I’ve seen people get into heated debates over a wide range of topics, running the gamut from the rules for hopscotch to whether we should abandon the electoral college concept.
Let me clarify right up front. The thing about hopscotch came from one of those alcohol/poolroom related incidents. As far as I know, they didn’t debate whether the electoral college had a football team.
Today in my emails, the subject line on one entry stated, “Why your salad has bad side effects.” Another said, “8 healthy foods that are deadly.”
Wow! Anyone who is not internet savvy might curl up in the fetal position on those positions and just assume that seeking world peace is now a moot point.
And speaking of world peace, apparently all of those beauty pageant contestants embraced other pursuits once the spotlights dimmed.
These emails opened with scary statements and then were followed by blogs which included  some pretty nasty name calling, interspersed occasionally with what might have passed for actual dietary knowledge. I guess you could call these debates.
The very first commentary debunked the baked potato as a healthy vegetable. The alleged expert cited the heavy starch that immediately turns to sugar once eaten and capped that off with all the condiments that typically are put on this little delight such as bacon bits, cheese, sour cream, salt and butter. He made it sound like a loaded gun instead of a “loaded potato.”
With much intense retort — the kind one might expect in high church if it was suggested that communion be served in Dixie cups — a respondent noted that the potato is rich in potassium, fiber and vitamin C.
Of course a burlap bag is rich in fiber but it doesn’t go well with a T-bone steak.
I mean the language got really nasty in these forums ... lots of four letter words, though spelled correctly.
I don’t remember ever debating food values ... at least not to the extent that I would have drawn analogies to one’s mama.  I’ve always tried to apply moderation to this issue.
I know that lettuce has no real nutritional value outside of roughage, and I know that if I bathe it in blue cheese dressing then I should be listening for my left ventricle to start wheezing.
Then the alleged expert got on diet soda and its chemical construction.
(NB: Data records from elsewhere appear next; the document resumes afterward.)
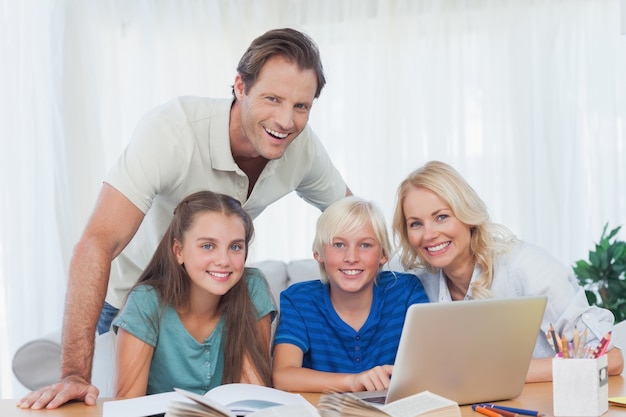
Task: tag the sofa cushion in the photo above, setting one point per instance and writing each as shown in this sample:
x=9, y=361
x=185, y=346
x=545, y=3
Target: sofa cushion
x=276, y=274
x=38, y=363
x=303, y=270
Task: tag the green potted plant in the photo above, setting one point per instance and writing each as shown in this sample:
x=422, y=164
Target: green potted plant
x=602, y=275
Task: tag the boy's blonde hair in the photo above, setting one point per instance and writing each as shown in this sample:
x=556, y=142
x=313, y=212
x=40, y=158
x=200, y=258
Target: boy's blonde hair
x=345, y=216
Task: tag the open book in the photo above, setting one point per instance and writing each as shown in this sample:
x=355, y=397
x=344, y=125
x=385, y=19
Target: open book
x=274, y=403
x=424, y=404
x=225, y=400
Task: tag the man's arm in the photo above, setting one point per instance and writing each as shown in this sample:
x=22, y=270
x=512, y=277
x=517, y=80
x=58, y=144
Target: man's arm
x=113, y=224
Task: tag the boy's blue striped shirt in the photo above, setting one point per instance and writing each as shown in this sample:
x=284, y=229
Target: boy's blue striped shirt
x=309, y=321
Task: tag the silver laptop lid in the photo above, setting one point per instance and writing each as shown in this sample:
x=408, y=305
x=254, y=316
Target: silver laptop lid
x=468, y=351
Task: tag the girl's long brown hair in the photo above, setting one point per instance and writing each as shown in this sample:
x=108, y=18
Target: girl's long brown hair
x=171, y=281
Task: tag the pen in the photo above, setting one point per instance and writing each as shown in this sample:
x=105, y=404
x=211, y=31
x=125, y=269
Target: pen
x=564, y=346
x=520, y=411
x=503, y=413
x=555, y=339
x=486, y=411
x=601, y=348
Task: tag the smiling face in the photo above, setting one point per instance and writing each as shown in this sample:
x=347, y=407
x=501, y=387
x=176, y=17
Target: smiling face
x=274, y=110
x=434, y=232
x=213, y=252
x=352, y=260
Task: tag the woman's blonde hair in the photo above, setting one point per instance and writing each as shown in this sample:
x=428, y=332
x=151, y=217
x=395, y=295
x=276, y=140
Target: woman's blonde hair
x=346, y=216
x=488, y=240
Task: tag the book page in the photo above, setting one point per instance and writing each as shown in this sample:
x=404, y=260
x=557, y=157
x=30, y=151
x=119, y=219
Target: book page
x=140, y=406
x=243, y=398
x=418, y=404
x=291, y=410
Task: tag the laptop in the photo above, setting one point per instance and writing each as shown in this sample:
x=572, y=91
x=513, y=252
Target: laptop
x=468, y=351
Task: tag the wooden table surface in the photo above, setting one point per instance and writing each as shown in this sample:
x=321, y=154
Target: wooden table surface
x=534, y=397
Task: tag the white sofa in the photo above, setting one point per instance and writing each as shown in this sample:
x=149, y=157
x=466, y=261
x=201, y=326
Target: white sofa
x=38, y=362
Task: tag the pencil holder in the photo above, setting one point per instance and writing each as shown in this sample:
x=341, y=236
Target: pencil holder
x=580, y=387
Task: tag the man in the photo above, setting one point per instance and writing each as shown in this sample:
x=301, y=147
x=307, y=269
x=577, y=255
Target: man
x=256, y=147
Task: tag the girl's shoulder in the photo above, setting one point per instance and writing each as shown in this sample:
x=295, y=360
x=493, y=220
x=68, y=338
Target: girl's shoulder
x=307, y=288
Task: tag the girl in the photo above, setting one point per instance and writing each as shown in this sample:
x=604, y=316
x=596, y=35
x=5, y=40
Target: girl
x=196, y=318
x=341, y=333
x=443, y=227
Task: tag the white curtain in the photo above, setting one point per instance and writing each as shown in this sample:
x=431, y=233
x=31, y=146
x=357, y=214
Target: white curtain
x=526, y=98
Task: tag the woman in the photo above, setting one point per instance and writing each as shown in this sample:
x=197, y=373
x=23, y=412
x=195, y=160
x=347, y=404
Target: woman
x=443, y=228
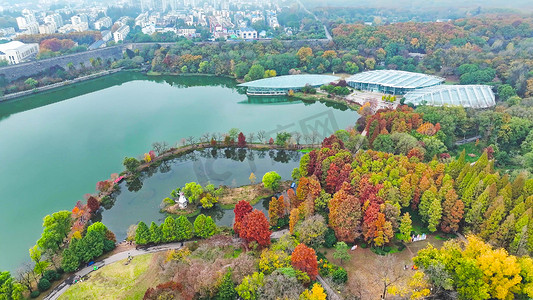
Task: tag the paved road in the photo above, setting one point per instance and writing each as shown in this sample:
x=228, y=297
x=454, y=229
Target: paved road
x=60, y=289
x=332, y=295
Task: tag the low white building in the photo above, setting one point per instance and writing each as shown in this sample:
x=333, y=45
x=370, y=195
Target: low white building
x=47, y=28
x=247, y=33
x=78, y=19
x=16, y=52
x=55, y=19
x=106, y=35
x=121, y=33
x=148, y=29
x=104, y=22
x=83, y=26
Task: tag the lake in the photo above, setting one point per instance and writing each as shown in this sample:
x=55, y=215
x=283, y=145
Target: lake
x=55, y=146
x=141, y=200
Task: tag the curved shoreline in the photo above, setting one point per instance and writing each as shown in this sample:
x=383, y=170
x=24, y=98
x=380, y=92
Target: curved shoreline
x=178, y=152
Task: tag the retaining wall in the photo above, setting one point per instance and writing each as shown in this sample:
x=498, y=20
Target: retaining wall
x=14, y=72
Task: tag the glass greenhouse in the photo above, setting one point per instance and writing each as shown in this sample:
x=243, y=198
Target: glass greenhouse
x=392, y=82
x=475, y=96
x=281, y=85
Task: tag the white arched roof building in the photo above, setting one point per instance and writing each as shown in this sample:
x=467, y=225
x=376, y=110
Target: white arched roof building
x=392, y=81
x=475, y=96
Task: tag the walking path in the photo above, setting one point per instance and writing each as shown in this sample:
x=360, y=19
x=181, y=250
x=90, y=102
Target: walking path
x=332, y=295
x=60, y=289
x=328, y=36
x=468, y=140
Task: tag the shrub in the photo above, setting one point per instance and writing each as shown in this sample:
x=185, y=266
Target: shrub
x=43, y=284
x=340, y=276
x=108, y=246
x=51, y=275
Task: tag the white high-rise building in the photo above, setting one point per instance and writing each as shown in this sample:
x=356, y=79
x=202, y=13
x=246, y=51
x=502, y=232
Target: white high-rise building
x=121, y=33
x=32, y=28
x=21, y=23
x=47, y=28
x=146, y=5
x=55, y=19
x=78, y=19
x=16, y=52
x=104, y=22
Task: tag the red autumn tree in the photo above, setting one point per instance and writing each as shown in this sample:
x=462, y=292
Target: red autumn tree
x=332, y=178
x=255, y=227
x=303, y=258
x=104, y=185
x=345, y=215
x=276, y=210
x=308, y=189
x=294, y=217
x=241, y=210
x=241, y=140
x=93, y=204
x=371, y=215
x=380, y=230
x=415, y=152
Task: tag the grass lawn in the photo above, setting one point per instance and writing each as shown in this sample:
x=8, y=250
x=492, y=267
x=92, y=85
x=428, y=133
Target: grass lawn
x=117, y=281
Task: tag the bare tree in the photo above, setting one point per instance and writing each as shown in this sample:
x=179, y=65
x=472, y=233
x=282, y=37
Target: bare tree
x=160, y=147
x=261, y=136
x=251, y=137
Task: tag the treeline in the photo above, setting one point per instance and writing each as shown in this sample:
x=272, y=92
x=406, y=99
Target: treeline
x=505, y=132
x=69, y=239
x=375, y=198
x=496, y=46
x=237, y=59
x=374, y=187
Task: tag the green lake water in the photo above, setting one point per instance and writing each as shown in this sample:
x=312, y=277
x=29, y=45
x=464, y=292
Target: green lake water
x=55, y=146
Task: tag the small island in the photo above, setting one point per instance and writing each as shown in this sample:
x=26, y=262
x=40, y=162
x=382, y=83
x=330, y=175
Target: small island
x=193, y=197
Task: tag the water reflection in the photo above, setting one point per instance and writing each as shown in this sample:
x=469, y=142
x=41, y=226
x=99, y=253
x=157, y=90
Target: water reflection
x=138, y=199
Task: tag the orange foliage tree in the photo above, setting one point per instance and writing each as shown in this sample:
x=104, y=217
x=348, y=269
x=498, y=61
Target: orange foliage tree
x=241, y=210
x=276, y=210
x=303, y=258
x=255, y=227
x=345, y=215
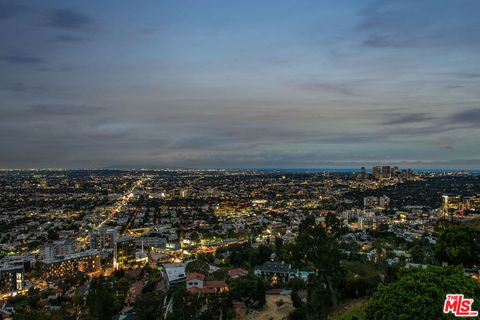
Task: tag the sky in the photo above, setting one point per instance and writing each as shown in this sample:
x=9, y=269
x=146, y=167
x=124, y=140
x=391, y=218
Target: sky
x=225, y=84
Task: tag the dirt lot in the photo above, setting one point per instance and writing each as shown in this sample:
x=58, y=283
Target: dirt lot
x=271, y=311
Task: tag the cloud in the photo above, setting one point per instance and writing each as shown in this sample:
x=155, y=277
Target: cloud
x=410, y=24
x=469, y=117
x=22, y=87
x=20, y=58
x=60, y=109
x=9, y=10
x=407, y=118
x=68, y=19
x=69, y=38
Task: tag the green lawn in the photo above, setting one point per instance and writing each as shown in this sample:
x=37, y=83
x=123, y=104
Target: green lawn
x=354, y=309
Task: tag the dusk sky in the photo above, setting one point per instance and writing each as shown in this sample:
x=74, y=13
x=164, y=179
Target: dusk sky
x=206, y=83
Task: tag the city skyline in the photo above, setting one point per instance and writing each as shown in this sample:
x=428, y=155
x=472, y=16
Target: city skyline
x=276, y=84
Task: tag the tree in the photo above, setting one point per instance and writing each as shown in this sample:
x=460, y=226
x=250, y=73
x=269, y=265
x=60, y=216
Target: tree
x=148, y=305
x=420, y=294
x=199, y=266
x=317, y=247
x=250, y=290
x=100, y=299
x=459, y=245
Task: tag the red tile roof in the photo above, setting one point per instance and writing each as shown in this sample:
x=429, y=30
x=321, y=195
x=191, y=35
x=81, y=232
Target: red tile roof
x=215, y=284
x=196, y=276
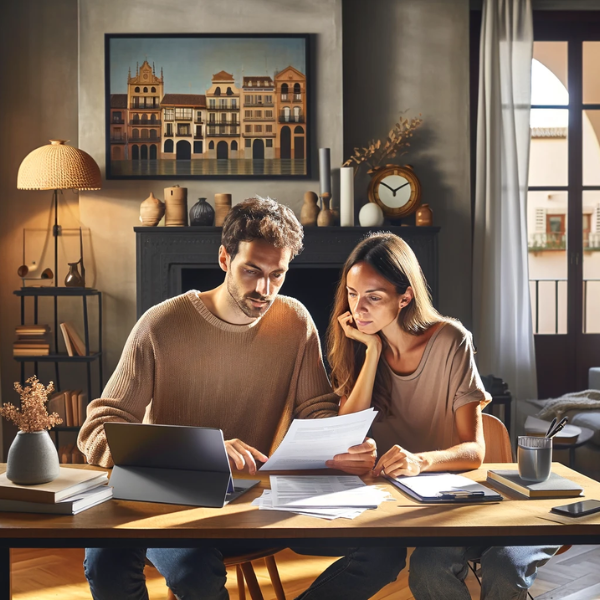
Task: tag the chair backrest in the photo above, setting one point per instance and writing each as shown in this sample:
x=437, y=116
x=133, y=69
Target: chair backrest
x=497, y=441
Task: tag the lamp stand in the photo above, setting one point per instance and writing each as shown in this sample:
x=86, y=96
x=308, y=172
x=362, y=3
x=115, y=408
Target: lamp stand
x=56, y=231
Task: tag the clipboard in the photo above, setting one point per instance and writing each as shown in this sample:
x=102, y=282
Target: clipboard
x=172, y=464
x=445, y=488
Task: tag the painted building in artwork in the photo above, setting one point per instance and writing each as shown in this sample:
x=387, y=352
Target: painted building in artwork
x=258, y=118
x=290, y=101
x=183, y=122
x=144, y=93
x=223, y=117
x=118, y=127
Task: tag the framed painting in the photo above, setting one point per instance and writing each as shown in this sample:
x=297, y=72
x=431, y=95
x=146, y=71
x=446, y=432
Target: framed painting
x=198, y=106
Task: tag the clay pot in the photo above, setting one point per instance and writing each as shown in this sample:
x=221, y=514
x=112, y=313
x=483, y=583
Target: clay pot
x=202, y=213
x=326, y=217
x=176, y=206
x=151, y=211
x=310, y=210
x=222, y=207
x=424, y=216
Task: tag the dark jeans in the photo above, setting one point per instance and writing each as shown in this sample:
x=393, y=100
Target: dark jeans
x=199, y=573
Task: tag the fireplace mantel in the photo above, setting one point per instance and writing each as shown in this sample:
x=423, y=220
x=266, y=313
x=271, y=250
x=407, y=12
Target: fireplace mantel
x=164, y=252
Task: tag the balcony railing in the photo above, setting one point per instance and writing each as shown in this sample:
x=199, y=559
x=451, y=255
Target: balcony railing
x=291, y=118
x=550, y=296
x=540, y=242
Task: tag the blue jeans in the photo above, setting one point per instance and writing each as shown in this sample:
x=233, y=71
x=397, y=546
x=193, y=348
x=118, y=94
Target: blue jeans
x=507, y=572
x=199, y=573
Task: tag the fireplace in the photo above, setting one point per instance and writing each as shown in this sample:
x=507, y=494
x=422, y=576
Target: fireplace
x=172, y=260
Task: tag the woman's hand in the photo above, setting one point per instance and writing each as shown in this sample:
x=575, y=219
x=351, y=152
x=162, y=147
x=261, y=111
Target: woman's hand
x=398, y=461
x=370, y=340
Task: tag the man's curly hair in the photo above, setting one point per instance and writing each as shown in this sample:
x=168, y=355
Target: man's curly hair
x=262, y=219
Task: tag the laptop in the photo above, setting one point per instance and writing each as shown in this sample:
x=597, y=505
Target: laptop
x=172, y=464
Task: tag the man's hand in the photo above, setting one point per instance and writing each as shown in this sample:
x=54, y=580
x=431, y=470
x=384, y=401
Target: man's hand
x=398, y=461
x=359, y=460
x=242, y=455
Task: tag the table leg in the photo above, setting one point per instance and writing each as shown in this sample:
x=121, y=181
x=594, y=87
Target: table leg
x=5, y=587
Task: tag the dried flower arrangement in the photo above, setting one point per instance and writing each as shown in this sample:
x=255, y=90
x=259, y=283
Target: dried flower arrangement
x=377, y=152
x=32, y=416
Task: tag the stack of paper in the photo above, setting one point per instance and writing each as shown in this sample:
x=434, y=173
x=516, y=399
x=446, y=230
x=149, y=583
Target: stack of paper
x=321, y=496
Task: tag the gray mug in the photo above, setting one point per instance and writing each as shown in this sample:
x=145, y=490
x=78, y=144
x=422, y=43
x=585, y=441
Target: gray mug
x=534, y=457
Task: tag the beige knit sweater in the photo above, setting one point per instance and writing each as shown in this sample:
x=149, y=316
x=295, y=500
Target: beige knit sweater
x=181, y=365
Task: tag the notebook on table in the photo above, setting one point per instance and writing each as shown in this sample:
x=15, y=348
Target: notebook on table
x=172, y=464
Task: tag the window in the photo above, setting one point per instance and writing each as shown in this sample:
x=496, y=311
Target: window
x=183, y=114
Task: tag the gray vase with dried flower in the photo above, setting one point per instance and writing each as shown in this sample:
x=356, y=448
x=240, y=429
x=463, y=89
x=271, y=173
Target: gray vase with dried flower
x=32, y=457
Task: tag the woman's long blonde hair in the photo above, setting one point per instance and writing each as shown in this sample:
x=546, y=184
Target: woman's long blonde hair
x=393, y=259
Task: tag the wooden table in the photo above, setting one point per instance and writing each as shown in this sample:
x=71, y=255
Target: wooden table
x=515, y=521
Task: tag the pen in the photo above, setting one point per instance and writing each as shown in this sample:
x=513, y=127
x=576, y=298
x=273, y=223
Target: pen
x=450, y=494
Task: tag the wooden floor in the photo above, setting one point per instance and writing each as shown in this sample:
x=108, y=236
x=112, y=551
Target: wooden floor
x=54, y=574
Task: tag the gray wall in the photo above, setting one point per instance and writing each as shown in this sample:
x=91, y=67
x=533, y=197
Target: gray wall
x=413, y=55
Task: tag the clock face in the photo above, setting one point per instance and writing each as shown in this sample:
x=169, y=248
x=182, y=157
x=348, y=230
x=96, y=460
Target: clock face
x=394, y=191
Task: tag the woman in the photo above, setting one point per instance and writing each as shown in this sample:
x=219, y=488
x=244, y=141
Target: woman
x=389, y=348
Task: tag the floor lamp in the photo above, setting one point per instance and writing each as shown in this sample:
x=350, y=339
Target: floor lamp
x=57, y=166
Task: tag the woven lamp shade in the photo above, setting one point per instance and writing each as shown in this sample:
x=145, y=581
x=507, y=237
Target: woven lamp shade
x=57, y=166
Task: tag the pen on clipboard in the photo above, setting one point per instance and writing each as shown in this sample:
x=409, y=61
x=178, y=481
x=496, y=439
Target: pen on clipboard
x=452, y=494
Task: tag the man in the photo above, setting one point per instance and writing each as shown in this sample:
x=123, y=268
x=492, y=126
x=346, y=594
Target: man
x=241, y=359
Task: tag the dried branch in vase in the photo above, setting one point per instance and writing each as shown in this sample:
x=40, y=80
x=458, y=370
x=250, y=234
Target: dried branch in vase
x=377, y=152
x=32, y=416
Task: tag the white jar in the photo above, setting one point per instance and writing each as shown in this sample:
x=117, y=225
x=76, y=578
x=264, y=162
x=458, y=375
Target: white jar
x=370, y=215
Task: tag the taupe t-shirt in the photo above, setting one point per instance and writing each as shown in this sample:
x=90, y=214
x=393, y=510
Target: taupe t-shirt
x=424, y=402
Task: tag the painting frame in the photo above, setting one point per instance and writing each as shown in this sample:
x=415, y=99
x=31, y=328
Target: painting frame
x=224, y=142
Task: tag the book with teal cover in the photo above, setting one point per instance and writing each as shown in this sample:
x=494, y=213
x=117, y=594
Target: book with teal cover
x=554, y=487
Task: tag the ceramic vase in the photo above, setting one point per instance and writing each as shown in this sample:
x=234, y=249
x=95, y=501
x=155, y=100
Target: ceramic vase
x=310, y=209
x=370, y=215
x=152, y=211
x=176, y=206
x=424, y=216
x=74, y=277
x=222, y=207
x=202, y=213
x=326, y=217
x=32, y=459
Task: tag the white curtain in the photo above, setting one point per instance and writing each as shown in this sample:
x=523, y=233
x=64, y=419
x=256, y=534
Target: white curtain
x=501, y=306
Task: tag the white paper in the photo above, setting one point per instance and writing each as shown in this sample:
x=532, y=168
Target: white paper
x=309, y=443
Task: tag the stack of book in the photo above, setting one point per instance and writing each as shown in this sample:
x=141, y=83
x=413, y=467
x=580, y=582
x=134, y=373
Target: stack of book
x=32, y=340
x=71, y=406
x=73, y=491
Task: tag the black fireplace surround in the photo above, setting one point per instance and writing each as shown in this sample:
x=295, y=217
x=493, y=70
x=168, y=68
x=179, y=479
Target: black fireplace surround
x=173, y=260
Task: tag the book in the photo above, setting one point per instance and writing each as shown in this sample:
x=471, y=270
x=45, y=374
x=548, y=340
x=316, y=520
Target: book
x=538, y=427
x=69, y=506
x=444, y=487
x=76, y=341
x=68, y=483
x=554, y=487
x=67, y=339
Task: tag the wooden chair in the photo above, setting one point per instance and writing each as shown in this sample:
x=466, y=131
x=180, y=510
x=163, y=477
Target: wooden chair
x=246, y=575
x=498, y=450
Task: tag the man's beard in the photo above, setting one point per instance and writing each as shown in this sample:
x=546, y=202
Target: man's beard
x=244, y=304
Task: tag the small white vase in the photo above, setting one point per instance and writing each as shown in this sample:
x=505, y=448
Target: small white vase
x=32, y=459
x=370, y=215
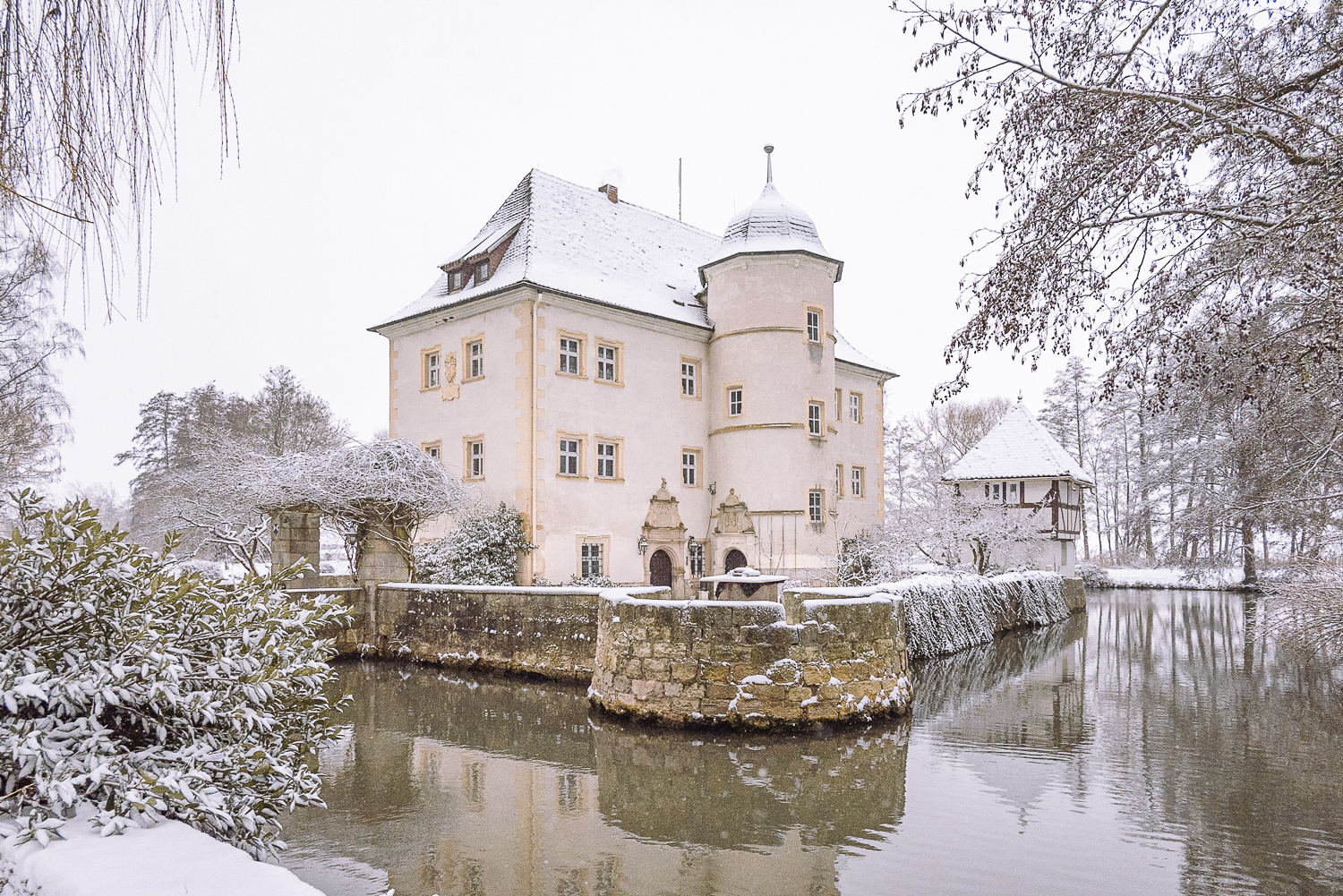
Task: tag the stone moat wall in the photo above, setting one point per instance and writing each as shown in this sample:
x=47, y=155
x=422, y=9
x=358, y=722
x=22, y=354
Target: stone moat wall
x=544, y=632
x=814, y=656
x=746, y=662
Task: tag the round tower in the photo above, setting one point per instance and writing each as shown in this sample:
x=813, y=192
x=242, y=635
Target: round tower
x=771, y=375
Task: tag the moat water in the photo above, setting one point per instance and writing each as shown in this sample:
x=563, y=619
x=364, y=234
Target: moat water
x=1158, y=745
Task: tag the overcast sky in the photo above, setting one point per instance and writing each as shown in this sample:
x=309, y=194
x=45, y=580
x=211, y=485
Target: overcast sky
x=378, y=137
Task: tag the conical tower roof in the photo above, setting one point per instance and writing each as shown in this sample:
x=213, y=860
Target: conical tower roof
x=770, y=225
x=1018, y=448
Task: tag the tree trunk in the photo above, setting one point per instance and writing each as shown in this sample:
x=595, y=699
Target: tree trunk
x=1251, y=576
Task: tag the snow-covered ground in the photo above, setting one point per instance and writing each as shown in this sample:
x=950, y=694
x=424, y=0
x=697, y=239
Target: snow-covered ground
x=166, y=860
x=1174, y=578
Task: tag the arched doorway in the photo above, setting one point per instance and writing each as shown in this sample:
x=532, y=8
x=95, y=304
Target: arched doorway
x=660, y=568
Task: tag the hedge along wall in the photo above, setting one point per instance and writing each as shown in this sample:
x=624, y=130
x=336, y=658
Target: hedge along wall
x=951, y=613
x=744, y=662
x=545, y=632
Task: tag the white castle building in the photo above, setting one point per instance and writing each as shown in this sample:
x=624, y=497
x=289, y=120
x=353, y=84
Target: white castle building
x=661, y=403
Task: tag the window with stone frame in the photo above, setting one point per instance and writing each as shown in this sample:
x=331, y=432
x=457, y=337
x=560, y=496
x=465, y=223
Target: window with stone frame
x=475, y=352
x=590, y=560
x=696, y=557
x=607, y=364
x=432, y=370
x=571, y=356
x=606, y=460
x=689, y=468
x=475, y=460
x=689, y=371
x=813, y=325
x=816, y=416
x=571, y=450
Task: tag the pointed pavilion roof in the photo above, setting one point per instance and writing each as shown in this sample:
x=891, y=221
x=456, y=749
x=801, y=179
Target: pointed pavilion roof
x=1020, y=448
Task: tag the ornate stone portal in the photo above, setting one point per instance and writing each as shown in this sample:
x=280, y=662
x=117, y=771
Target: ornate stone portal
x=663, y=541
x=732, y=531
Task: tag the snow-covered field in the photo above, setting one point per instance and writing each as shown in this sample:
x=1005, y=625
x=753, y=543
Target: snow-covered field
x=166, y=860
x=1174, y=578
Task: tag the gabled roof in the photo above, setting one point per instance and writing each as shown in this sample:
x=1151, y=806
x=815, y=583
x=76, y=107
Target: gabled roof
x=1018, y=448
x=574, y=239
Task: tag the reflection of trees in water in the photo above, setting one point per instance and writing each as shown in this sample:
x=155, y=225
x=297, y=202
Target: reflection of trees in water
x=483, y=785
x=738, y=790
x=950, y=684
x=1219, y=739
Then came rice, again noting how quickly it converts to sugar once eaten. He followed up with juice, saying unless its freshly squeezed, then it’s just sugar water.
Here’s what he said about energy bars: “Energy bars are the hugest scam ever. I really wish that I thought of them first. Here’s a recipe for making an energy bar : take a candy bar, flatten it, and then stick some granola on it. You can also add some protein powder to it if you want it to have some merit, but that’s optional.”
He made an exception for organic fiber bars. Well I tried one of those. It’s a stick. You can throw it, and it will be a boomerang that won’t come back.
One responder used less caustic language and offered an opinion that I tend to agree with.
 He said in many cases it’s about the lesser of two evils, noting that a baked potato is less harmful than French fries. He also explained that volume and physical activity play into these issues.
Along those lines, I typically note that a slice of apple pie is nutritionally good for me. Instead of having two slices, I just have one. That way I’ve cut my calorie intake in half. And I see that as progress.